I realize now that my excitement about space was in part the normal excitement of a boy over things that were fast and powerful. But it was also a way of being connected to the vast space that is out there. Perhaps the word "space" itself was the problem. Space is everywhere the Earth is not. Space was up, Earth was down. In space you get to wear a special suit, in Earth you just breath. What is cool about that?

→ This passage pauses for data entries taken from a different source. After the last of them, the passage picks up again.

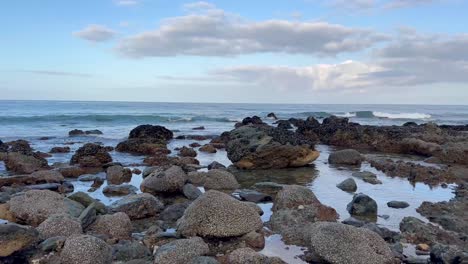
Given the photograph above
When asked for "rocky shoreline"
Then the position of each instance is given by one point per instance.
(183, 212)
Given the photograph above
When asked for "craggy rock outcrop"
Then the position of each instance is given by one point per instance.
(337, 243)
(265, 147)
(218, 215)
(146, 139)
(35, 206)
(91, 155)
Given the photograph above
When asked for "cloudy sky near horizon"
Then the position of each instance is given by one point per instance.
(295, 51)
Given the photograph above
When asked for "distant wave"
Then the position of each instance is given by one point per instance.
(109, 119)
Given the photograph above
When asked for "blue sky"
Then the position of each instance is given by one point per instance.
(297, 51)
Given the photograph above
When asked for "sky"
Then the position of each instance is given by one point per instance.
(263, 51)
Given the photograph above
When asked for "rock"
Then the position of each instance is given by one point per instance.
(187, 152)
(119, 190)
(398, 204)
(215, 214)
(362, 206)
(339, 243)
(168, 181)
(345, 157)
(14, 238)
(59, 225)
(85, 249)
(208, 148)
(91, 155)
(181, 251)
(76, 132)
(117, 175)
(348, 185)
(127, 250)
(60, 150)
(254, 196)
(116, 226)
(138, 206)
(216, 165)
(367, 176)
(35, 206)
(24, 164)
(264, 147)
(191, 192)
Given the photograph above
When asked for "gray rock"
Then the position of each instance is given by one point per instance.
(216, 214)
(348, 185)
(346, 157)
(85, 249)
(138, 206)
(181, 251)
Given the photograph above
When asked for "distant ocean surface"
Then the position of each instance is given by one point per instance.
(29, 119)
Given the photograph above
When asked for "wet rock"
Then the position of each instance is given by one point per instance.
(117, 175)
(181, 251)
(119, 190)
(14, 238)
(169, 181)
(187, 152)
(35, 206)
(91, 155)
(345, 157)
(138, 206)
(191, 192)
(264, 147)
(362, 206)
(85, 249)
(339, 243)
(59, 225)
(116, 226)
(398, 204)
(60, 150)
(348, 185)
(216, 214)
(254, 196)
(127, 250)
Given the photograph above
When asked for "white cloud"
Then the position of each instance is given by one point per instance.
(95, 33)
(208, 31)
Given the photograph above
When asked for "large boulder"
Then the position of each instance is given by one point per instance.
(264, 147)
(85, 249)
(91, 155)
(138, 206)
(181, 251)
(345, 157)
(337, 243)
(14, 238)
(215, 214)
(169, 181)
(35, 206)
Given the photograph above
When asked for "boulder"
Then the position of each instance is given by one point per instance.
(118, 175)
(348, 185)
(337, 243)
(91, 155)
(35, 206)
(362, 206)
(169, 181)
(116, 226)
(59, 225)
(138, 206)
(215, 214)
(14, 238)
(345, 157)
(181, 251)
(85, 249)
(264, 147)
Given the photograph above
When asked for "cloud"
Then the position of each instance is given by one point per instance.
(95, 33)
(209, 31)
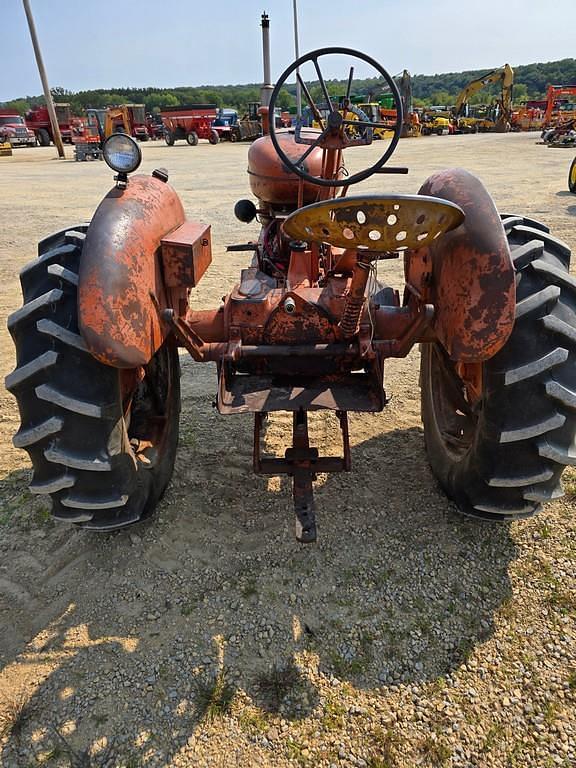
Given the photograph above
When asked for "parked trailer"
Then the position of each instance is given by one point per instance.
(38, 120)
(190, 122)
(13, 130)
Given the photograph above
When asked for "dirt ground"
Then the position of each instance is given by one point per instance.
(406, 636)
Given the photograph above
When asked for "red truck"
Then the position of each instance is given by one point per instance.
(190, 122)
(38, 120)
(13, 129)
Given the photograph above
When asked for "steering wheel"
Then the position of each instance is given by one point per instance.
(334, 129)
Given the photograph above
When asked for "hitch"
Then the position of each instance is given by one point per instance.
(302, 463)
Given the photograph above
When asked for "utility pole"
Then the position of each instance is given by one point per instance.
(42, 71)
(296, 51)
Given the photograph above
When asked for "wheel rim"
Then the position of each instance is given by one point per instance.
(573, 176)
(456, 417)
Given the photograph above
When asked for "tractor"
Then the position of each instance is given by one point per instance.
(487, 296)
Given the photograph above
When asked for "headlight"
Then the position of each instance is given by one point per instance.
(122, 153)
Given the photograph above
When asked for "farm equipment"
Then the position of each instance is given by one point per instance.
(488, 297)
(560, 105)
(434, 124)
(190, 122)
(38, 120)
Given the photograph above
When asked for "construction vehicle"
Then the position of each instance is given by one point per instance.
(502, 106)
(191, 122)
(528, 116)
(411, 125)
(433, 123)
(308, 327)
(38, 120)
(572, 177)
(14, 131)
(560, 105)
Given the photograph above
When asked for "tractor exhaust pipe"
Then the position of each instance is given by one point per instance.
(267, 87)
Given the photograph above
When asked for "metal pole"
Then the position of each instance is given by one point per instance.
(267, 88)
(42, 71)
(296, 51)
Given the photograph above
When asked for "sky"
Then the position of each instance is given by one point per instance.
(169, 43)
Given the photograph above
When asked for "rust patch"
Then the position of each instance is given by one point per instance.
(120, 267)
(473, 288)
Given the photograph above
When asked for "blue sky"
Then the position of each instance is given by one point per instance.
(107, 43)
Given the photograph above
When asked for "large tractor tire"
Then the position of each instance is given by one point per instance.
(503, 455)
(102, 441)
(572, 177)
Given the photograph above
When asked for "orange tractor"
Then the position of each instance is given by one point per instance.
(487, 295)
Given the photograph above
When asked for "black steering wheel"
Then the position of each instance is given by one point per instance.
(335, 130)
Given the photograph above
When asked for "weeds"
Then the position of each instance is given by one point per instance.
(385, 749)
(214, 695)
(14, 714)
(435, 751)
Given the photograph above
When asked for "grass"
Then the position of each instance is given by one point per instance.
(569, 483)
(435, 751)
(276, 683)
(254, 721)
(333, 718)
(384, 753)
(15, 712)
(214, 695)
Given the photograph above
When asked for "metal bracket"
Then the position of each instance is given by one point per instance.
(302, 463)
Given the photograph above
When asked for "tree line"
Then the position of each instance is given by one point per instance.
(530, 82)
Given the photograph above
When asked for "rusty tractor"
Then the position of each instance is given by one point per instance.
(487, 295)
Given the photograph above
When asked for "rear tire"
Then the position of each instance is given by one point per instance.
(503, 456)
(102, 441)
(572, 177)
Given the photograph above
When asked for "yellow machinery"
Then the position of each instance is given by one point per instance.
(502, 107)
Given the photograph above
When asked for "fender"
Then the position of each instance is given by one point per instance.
(120, 266)
(473, 287)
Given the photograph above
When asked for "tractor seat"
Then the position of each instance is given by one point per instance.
(381, 223)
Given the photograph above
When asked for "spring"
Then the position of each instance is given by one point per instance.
(355, 299)
(351, 315)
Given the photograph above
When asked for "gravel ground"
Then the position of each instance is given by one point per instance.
(407, 636)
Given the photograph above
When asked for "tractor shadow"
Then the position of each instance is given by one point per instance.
(214, 602)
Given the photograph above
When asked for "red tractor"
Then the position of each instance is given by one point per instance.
(487, 295)
(38, 120)
(190, 122)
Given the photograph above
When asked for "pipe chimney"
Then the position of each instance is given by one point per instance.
(267, 86)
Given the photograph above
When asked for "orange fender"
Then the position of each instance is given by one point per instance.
(120, 266)
(473, 288)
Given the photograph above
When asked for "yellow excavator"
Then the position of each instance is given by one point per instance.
(501, 110)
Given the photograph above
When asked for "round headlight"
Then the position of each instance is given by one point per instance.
(122, 153)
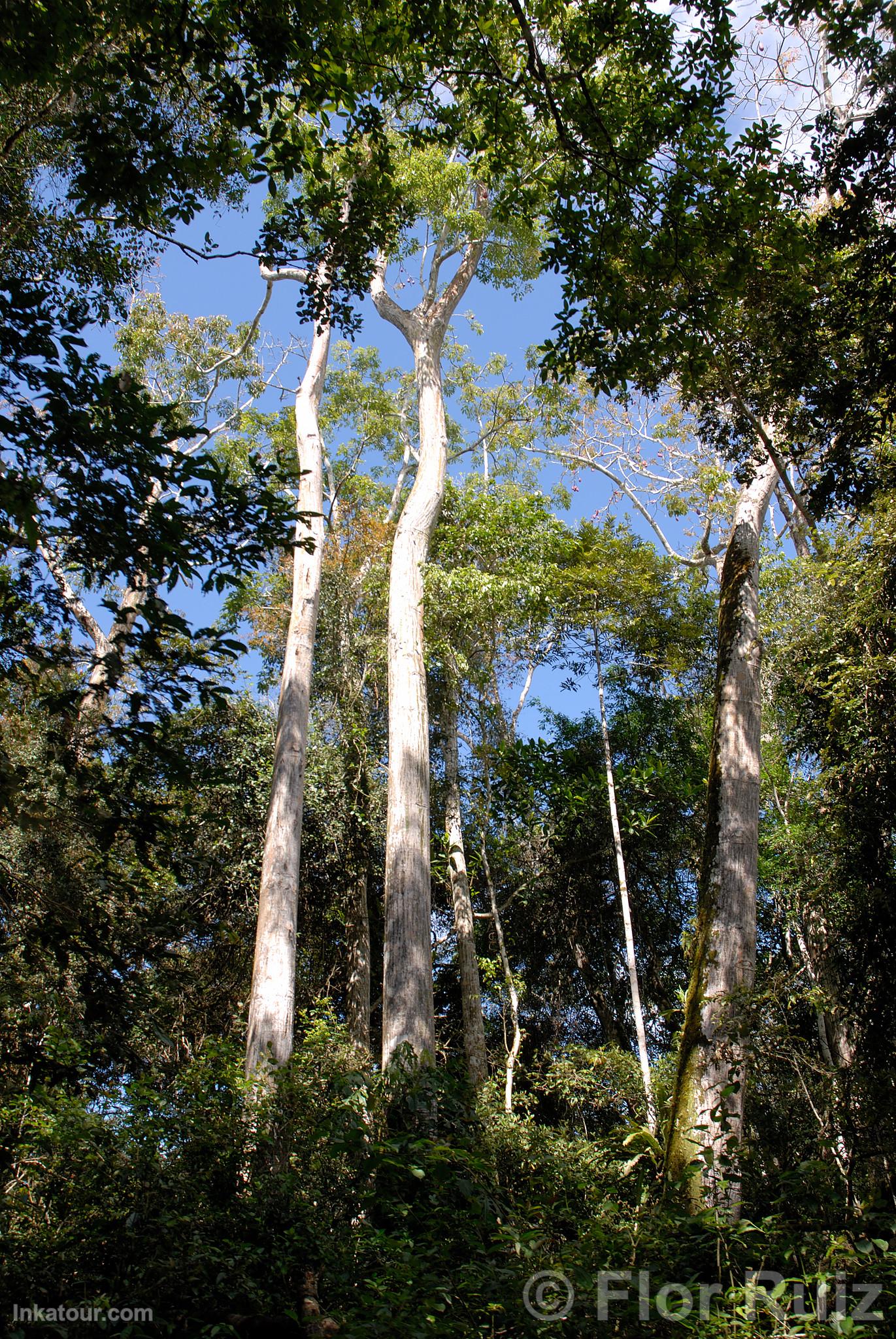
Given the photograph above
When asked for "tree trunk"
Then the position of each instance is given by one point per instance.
(358, 943)
(409, 1014)
(708, 1104)
(623, 898)
(464, 923)
(513, 995)
(408, 957)
(273, 999)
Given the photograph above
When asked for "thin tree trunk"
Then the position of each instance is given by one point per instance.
(408, 957)
(708, 1104)
(409, 1017)
(273, 999)
(513, 1049)
(358, 941)
(474, 1049)
(623, 898)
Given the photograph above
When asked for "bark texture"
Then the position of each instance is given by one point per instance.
(708, 1104)
(274, 975)
(474, 1049)
(358, 945)
(408, 955)
(623, 898)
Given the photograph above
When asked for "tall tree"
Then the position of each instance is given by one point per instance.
(408, 966)
(708, 1105)
(274, 974)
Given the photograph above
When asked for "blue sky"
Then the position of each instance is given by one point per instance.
(232, 287)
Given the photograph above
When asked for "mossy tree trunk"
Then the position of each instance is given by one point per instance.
(464, 922)
(708, 1104)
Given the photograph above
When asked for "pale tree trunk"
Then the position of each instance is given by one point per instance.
(273, 998)
(474, 1049)
(513, 1047)
(408, 955)
(358, 943)
(708, 1104)
(623, 898)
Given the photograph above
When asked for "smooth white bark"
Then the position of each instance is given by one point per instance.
(274, 975)
(623, 899)
(408, 957)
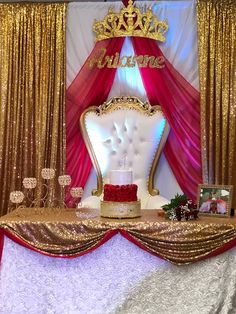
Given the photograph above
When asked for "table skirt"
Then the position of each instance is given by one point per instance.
(118, 277)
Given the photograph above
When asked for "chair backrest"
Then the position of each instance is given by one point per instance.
(125, 133)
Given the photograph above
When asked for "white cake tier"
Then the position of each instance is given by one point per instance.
(121, 177)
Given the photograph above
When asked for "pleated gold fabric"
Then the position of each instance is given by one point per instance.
(63, 232)
(32, 91)
(217, 72)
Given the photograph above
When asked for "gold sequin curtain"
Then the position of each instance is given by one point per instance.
(217, 73)
(32, 90)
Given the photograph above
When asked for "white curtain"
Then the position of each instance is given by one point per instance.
(180, 49)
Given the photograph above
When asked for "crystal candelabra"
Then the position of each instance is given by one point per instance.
(48, 197)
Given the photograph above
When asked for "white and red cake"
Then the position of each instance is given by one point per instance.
(120, 196)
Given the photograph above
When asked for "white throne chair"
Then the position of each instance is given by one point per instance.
(125, 133)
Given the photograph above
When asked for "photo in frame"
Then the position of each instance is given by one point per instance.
(214, 200)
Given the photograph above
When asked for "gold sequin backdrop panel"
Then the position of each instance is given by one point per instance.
(32, 92)
(217, 73)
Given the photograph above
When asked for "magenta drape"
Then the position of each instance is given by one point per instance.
(90, 87)
(180, 103)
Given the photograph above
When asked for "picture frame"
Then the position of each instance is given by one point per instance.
(214, 200)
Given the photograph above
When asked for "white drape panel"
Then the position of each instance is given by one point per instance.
(180, 49)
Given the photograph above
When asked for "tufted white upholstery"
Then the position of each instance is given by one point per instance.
(126, 139)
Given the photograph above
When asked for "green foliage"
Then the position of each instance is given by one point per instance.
(175, 202)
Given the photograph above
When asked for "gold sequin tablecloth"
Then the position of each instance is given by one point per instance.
(67, 233)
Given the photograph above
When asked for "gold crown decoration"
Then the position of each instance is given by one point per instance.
(130, 22)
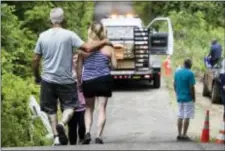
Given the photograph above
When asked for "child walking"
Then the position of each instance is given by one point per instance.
(76, 126)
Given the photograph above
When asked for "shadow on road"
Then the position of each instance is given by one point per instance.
(132, 86)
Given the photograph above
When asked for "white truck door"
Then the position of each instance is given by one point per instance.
(161, 43)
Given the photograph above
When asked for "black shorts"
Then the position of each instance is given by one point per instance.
(101, 86)
(52, 92)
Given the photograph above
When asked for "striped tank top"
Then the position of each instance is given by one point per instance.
(95, 65)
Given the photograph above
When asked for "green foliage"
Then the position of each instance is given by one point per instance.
(21, 24)
(16, 117)
(193, 35)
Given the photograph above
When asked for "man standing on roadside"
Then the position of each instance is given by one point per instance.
(215, 52)
(222, 79)
(184, 82)
(55, 47)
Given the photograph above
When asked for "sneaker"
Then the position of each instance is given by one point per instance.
(99, 141)
(179, 138)
(62, 135)
(186, 138)
(56, 141)
(87, 138)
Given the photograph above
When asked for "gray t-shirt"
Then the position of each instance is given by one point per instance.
(56, 47)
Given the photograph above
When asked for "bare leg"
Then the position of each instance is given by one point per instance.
(67, 115)
(186, 125)
(88, 116)
(179, 126)
(102, 102)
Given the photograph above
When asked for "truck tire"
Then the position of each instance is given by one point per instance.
(156, 81)
(205, 91)
(215, 96)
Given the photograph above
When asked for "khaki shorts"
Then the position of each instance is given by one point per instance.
(186, 110)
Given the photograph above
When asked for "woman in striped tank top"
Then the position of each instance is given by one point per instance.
(94, 73)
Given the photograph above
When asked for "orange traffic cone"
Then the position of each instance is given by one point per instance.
(205, 131)
(220, 139)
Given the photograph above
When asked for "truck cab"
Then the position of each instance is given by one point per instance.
(138, 48)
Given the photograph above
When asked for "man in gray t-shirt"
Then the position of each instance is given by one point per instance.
(55, 48)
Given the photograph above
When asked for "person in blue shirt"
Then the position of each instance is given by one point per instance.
(215, 52)
(222, 88)
(184, 81)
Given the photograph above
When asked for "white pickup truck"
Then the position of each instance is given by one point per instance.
(138, 48)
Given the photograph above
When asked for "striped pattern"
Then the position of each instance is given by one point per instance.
(186, 110)
(96, 65)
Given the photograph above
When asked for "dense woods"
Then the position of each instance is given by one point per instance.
(194, 23)
(21, 24)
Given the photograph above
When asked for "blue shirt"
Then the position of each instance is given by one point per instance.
(184, 79)
(215, 51)
(96, 65)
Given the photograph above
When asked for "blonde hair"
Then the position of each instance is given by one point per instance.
(96, 31)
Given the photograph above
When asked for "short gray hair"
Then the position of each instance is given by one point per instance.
(56, 15)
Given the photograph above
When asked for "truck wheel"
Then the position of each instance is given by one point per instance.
(215, 93)
(156, 81)
(205, 91)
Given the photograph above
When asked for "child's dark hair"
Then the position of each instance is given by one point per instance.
(187, 63)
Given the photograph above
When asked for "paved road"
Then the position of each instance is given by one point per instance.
(138, 118)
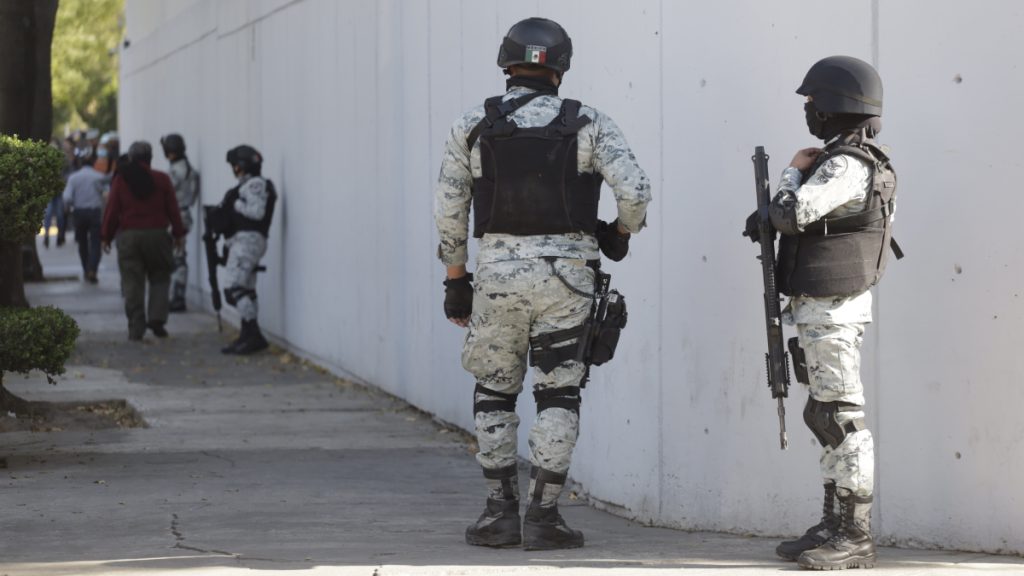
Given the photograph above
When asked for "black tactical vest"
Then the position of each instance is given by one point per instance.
(262, 225)
(530, 183)
(846, 255)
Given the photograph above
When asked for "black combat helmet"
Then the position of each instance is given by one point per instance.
(173, 144)
(140, 151)
(537, 41)
(844, 85)
(247, 158)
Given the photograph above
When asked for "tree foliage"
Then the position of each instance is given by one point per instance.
(85, 64)
(30, 176)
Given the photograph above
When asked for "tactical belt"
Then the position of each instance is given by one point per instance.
(543, 353)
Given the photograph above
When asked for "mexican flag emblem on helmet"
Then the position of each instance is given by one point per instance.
(536, 54)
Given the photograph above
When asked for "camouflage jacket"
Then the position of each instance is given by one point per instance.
(602, 149)
(838, 188)
(185, 181)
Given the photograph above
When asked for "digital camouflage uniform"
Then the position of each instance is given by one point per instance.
(247, 247)
(185, 180)
(517, 294)
(832, 329)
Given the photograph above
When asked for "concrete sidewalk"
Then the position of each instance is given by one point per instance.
(269, 463)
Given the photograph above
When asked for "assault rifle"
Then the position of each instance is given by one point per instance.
(777, 360)
(213, 259)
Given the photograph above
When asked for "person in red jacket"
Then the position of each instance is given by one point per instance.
(139, 210)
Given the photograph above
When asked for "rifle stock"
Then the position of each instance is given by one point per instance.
(212, 258)
(776, 360)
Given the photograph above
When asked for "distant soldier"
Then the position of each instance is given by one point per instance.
(185, 180)
(244, 218)
(530, 164)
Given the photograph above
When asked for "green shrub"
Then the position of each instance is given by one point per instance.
(40, 338)
(30, 176)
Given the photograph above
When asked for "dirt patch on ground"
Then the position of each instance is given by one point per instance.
(70, 416)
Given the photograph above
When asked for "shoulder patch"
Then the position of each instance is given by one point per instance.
(833, 168)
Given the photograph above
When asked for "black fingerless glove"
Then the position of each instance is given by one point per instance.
(612, 244)
(752, 229)
(459, 296)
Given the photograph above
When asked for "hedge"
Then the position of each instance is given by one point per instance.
(30, 176)
(39, 338)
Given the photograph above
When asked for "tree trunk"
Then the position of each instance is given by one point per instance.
(26, 97)
(11, 285)
(12, 404)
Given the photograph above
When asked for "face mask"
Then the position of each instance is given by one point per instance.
(815, 120)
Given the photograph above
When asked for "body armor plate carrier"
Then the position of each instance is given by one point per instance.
(845, 255)
(262, 225)
(530, 183)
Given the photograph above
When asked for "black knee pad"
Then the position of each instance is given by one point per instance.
(820, 418)
(506, 402)
(236, 293)
(567, 398)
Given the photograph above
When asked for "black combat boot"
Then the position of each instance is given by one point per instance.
(158, 329)
(815, 535)
(852, 545)
(545, 529)
(498, 526)
(243, 334)
(252, 339)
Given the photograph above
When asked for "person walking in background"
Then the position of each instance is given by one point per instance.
(84, 195)
(244, 218)
(140, 209)
(185, 180)
(55, 209)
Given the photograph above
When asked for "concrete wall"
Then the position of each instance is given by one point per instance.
(350, 104)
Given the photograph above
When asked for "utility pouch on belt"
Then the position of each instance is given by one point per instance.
(609, 322)
(596, 338)
(799, 361)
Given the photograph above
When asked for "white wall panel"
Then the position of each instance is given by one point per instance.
(351, 103)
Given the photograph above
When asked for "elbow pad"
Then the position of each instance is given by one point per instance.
(782, 212)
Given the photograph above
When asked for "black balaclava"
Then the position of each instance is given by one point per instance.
(534, 82)
(827, 126)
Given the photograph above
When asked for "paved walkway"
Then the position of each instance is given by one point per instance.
(270, 464)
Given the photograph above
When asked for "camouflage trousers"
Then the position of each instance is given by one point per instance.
(513, 301)
(833, 353)
(179, 277)
(246, 250)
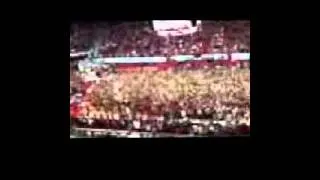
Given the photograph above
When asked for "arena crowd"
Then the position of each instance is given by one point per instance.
(192, 97)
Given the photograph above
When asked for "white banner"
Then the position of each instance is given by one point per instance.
(173, 27)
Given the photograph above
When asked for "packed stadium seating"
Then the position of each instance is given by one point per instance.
(194, 96)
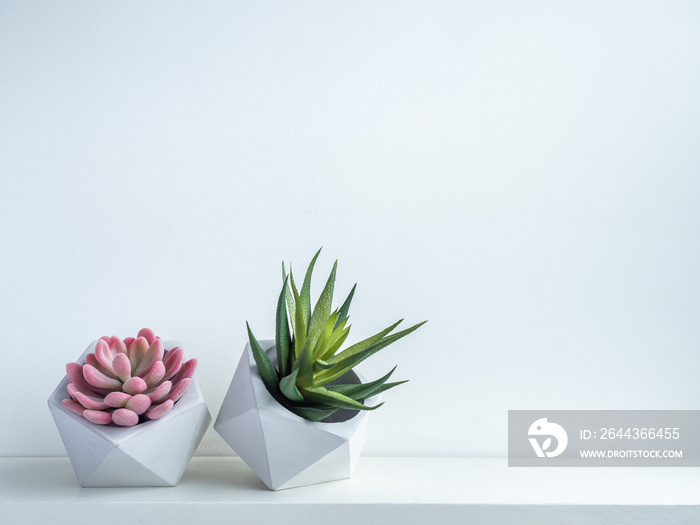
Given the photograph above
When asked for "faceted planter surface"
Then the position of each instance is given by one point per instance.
(283, 449)
(150, 454)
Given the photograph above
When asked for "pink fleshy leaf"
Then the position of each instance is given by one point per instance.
(122, 367)
(104, 356)
(96, 378)
(116, 345)
(117, 399)
(173, 362)
(179, 389)
(153, 355)
(91, 359)
(137, 352)
(135, 385)
(75, 407)
(156, 374)
(125, 417)
(98, 417)
(89, 402)
(147, 334)
(139, 403)
(74, 371)
(186, 371)
(161, 393)
(159, 411)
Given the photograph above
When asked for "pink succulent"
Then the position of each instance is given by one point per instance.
(128, 382)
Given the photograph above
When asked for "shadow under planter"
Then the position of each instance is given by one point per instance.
(283, 449)
(151, 454)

Today I like the word "universe" better. That which unites everything. If space is not here, the universe certainly is. It is part of me and I am part of it, always. The very act of breathing on Earth connects to me physically to every one and everything that lives here, or ever has. Not touching the moon myself is OK. Not visiting every continent is OK. I don't have to prove anything to the universe, like being the first person to do something no one else has done. If I can not touch space in my lifetime (and few of us alive today will ever get up there), I can touch the universe any time I want. In fact, I can not NOT touch the universe. Don't try this at home. Breathing turns out to be pretty cool, after all.

Still, some parts of the universe I cannot touch (in that which we call "space") are pretty cool to look it. And it is cool to think that some people I have seen with my own eyes (Buzz Aldrin, for example) have touched parts of the universe (the moon) I will never be able to touch while I am alive. I was alive when that happened. I shared the air with the people who went. That is pretty cool in itself.